Satu Di Antara Tiga
Agak bingung juga aku kalau harus memilih satu di antara tiga teman perempuan sesama aktifis fatayat Nahdlatul Ulama ini.
Yang satu, sekretaris pertama sangat aktif dan antusias. Dia juga jadi kepala sekolah PAUD fatayat NU dan juga kepala TPQ aka Taman Pendidikan Alquran menggantikan almarhum bulikku. Mengalami berbagai fase dalam perjuangannya termasuk menghadapi pengusiran dari pihak yang merasa memiliki dan menguasai lahan yang ditempati meski sebenarnya status tanah tersebut adalah wakaf. Alhamdulillah dengan bantuan bulikku yang lain (yang juga kutuliskan sepenggal kisahnya sebagai perempuan yang menghidupkan kehidupan), akhirnya TPQ mendapatkan tempat di lokasi lain. Alhamdulillah tsumma alhamdulillah.
Sosok satunya lagi seperti asisten pribadi bagi ketua fatayat kami yang punya karakter tenang dan kalem. Si mbak asisten pribadi ini selalu siap standbye di samping beliau, membantu mengerjakan hal-hal yang butuh kecepatan, berbau teknis, implementasi, teknologi, dan semacamnya. Sering menjadi orang yang mewakili ketua jika beliau sedang berhalangan hadir, terutama menghadiri undangan-undangan dan juga kegiatan keluar lainnya.
Nah, satu lagi yang akhirnya mungkin menjadi pilihanku untuk bisa mendapat hadiah kali ini jika beruntung, adalah sesama janda mati sepertiku. Rumahnya dekat sekali dengan gedung kantor NU di kota kami. Hanya beberapa langkah. Sehingga tentu saja dia menjadi andalan bagi semua orang jika ada acara-acara di gedung NU, baik yang diselenggarakan oleh fatayat maupun NU secara umum. Seringnya kalau ada acara fatayat di gedung NU, akulah orang pertama yang datang lalu dia yang rumahnya paling dekat. Mungkin ini yang membuatnya jadi akrab denganku dibanding beberapa sahabat fatayat lainnya. Selain bahwa dulu aku yang masih kecil suka dibawa bulikku ke mana-mana untuk ikut mengaji burdahan, yasinan dan semacamnya sehingga kenal dengan mbak-mbak fatayat, termasuk dirinya.
Aku perhatikan sejak suamiku meninggal tiga belas tahun yang lalu, para perempuan yang simpatik dan perhatian padaku juga anak-anakku yang yatim, kok ya ndilalah terus nututi alias punya nasib yang sama denganku. Suaminya pun akhirnya meninggal dunia ketika usia mereka masih muda.
Guru-guru anak-anakku. Beberapa tetangga juga saudara-saudaraku, baik yang jauh maupun dekat. Dan bahkan teman-temanku jaman sekolah atau kuliah dulu. Entahlah bagaimana cara menjelaskan fenomena yang kutemukan ini, apakah memang kebetulan atau justru Allah sesungguhnya sudah menyiapkan mereka untuk ujian tersebut dengan caraNya yang kadang tak bisa kita pahami.

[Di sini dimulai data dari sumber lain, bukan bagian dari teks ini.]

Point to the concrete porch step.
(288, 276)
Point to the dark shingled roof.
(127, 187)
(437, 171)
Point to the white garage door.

Nah, yang agak menjadi kerisauan dan juga simpatikku yang lebih dalam terhadap sosok sahabat fatayat yang suaminya wafat ini adalah karena mereka tidak punya anak sebagai penerus mereka. Jadi dia benar-benar sendirian kini. Kalau beberapa janda mati lainnya masih bisa terhibur dengan kehadiran anak-anak mereka, yang ini tidak.
Aku ingat sekali bahwa perjalanan ibadah hajiku ke Mekkah Madinah setahun setelah kematian suamiku, alhamdulillah sekaligus menjadi penghiburan bagiku. Allah Maha asih, welas dan kasih. Dia kuasa memberikan obat juga pereda nyeri dengan caraNya. Jadi kurasa perjalanan umroh bagi si mbak sahabat fatayatku ini semoga bisa menjadikannya lebih kuat dan kokoh menghadapi kehidupan dengan segala onak durinya ini. Semoga harapan ini menjadi kenyataan. Aamiiin.